Historisches aus Großbottwar Räuber erwischt und an Galgen hingerichtet
Das Boardinghouse Rose in Großbottwar hat eine bewegte Geschichte: Im 18. Jahrhundert war es das Gasthaus „Rößle“ des berüchtigten Räubers Linse.
Das Boardinghouse Rose in Großbottwar hat eine bewegte Geschichte: Im 18. Jahrhundert war es das Gasthaus „Rößle“ des berüchtigten Räubers Linse.
Tatort Bottwartal“ – so überschrieb Helga Becker alias „Frau Nägele“ einen Beitrag zur Heimatkunde. Ist die schwäbische Kabarettistin doch auch „die Perle vom Archiv“ in Steinheim an der Murr. Ihr Titel passt. Ob an Rhein, Mosel, im Harz, Hunsrück, Bottwartal oder anderswo, das 18. und das beginnende 19. Jahrhundert war die Zeit der Räuberbanden. „Die Räuber“ des Marbacher Dichters Friedrich Schiller spricht Bände. Als Sturm und Drang-Drama nimmt es die späteren Interpretationsrichtungen der Wissenschaft voraus.
Die Historikerin Katrin Lange beschreibt in „Zwischen Verurteilung und Ideologisierung“, wie man anfangs das Bild zeitgenössischer Kriminalbeamter übernahm von verrohten, skrupellosen, allgegenwärtig bedrohenden Banditen, später den organisierten Räuberbanden ob „der ökonomischen und sozialen Bedingungen ihrer Zeit, ein politisches Bewusstsein, Sympathie mit den Armen und eine Frontstellung gegen die etablierte Gesellschaft“ zusprach „in die Nähe des sozialen Protests“ und „Sozialbanditentums“. Klar ist, die Banden, meist gut organisierte Parallelgesellschaften, waren eine Folge der vielen Kriege seit der Reformation: Mittel- und heimatlose Soldaten vagabundierten herum, aus Betteln wurde oft eine kriminelle Karriere mit Raub, Brandstiftung, Mord.

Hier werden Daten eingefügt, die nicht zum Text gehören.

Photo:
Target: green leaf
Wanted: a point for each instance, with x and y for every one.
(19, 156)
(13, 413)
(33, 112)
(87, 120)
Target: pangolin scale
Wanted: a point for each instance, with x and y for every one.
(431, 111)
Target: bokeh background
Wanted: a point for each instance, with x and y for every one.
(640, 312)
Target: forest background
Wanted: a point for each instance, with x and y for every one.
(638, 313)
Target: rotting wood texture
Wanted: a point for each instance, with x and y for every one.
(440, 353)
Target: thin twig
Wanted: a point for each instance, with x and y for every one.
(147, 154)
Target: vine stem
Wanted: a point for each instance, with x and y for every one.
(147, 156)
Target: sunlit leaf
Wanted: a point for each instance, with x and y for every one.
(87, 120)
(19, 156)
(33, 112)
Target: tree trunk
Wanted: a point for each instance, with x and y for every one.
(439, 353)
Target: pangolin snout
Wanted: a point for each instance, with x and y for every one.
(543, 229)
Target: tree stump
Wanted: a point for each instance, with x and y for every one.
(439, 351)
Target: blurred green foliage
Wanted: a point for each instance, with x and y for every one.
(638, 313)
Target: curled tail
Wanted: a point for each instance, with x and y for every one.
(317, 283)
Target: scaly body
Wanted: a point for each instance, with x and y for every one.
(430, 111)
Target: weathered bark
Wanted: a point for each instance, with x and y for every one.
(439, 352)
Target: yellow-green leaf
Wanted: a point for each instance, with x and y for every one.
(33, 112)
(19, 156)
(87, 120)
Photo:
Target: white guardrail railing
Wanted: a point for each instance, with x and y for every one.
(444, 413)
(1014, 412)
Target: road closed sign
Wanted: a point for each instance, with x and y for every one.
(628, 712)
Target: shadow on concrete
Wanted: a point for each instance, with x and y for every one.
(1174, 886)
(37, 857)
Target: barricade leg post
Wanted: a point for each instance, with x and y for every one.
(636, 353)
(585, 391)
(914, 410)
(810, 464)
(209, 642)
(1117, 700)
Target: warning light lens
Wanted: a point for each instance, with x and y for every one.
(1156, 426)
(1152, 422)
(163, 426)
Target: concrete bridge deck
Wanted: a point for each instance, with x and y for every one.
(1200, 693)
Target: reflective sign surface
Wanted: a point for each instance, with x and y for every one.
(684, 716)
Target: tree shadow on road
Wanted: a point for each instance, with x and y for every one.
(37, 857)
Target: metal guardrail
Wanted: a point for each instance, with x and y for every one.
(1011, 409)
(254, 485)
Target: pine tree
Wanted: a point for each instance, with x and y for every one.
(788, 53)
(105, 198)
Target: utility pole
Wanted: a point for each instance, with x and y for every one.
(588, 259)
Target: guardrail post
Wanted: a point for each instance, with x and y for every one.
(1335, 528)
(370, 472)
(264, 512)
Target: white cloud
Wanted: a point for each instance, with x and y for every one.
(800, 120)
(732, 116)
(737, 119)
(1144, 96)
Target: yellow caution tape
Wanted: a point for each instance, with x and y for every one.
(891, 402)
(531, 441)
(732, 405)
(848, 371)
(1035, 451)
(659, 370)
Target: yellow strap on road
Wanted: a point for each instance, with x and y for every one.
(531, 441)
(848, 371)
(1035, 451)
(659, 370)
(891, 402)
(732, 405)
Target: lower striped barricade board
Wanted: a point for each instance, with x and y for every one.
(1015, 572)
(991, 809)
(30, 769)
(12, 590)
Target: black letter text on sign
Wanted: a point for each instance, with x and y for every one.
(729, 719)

In Gaststätten tauschte man sich aus, plante Raubzüge. Teils waren Wirte involviert – als Hehler, Diebesgut verhökernd oder selbst stehlend. Wie der berüchtigte Johann David Linse – respektive Lensing: Erich Viehöfer beschreibt ihn in den „Geschichtsblättern aus dem Bottwartal“. Im Jahr 1751 wurde er in Großbottwar geboren als Sohn des Stuttgarter Metzgers Häusser und der Rielingshäuserin Klara Wildermuth, die nach dessen Tod den Metzger Andreas Linse heiratete. Sie führten jenseits der Großbottwarer Stadtmauern die Schildwirtschaft „Zum Weißen Rössle“, ein Gasthaus für Reisende, wo neben ehrbarem auch zweifelhaftes fahrendes Volk verkehrte. Linse kaufte es im Jahr 1780 von Mutter und Schwestern für 1650 Gulden – zu teuer für ihn und seine Frau, die Pleidelsheimer Pfarrerstochter Johanna Elisabeth Faber.
Schon zuvor hatte er gestohlen, nun ging es mit Einbrüchen und Diebstählen weiter. Spektakulär brach er 1782 mit Komplizen durch die Wand der Stuttgarter Landschaftskasse, verursachte 6301 Gulden Schaden. Mit seinem Anteil – rund 1200 Gulden – zahlte er die Schulden und baute ein Haus. Geld, Silberwaren, Betten, Vieh und mehr erbeutete er etwa in Großbottwar, Heilbronn, Stuttgart, Ludwigsburg, oft nachts allein, auch mal zu zweit. „Dass die Region, der sogenannte Schwäbische Kreis, durch eine Vielzahl an weltlichen und geistlichen Herrschaften zerstückelt war, spielte den Gesetzlosen ebenfalls in die Karten“, sagt Helga Becker. Zeitweise hätten sich 29 Landesherren, 20 reichsunmittelbare Prälate, 31 Reichsstädte, sowie die österreichischen Herrschaften und die freien Reichstädte das Gebiet geteilt. So konnten die Gauner fix auf „fremdes“ Hoheitsgebiet fliehen. Linse wurde im April 1789 in Kornwestheim auf frischer Tat ertappt. Man fand Diebesgut in vielen Verstecken, etwa einer tiefen Grube im Schuppen. Nach der Untersuchungshaft im Zucht- und Arbeitshaus in Ludwigsburg, wurde er am 21. November 1789 öffentlich am Ludwigsburger Galgen hingerichtet.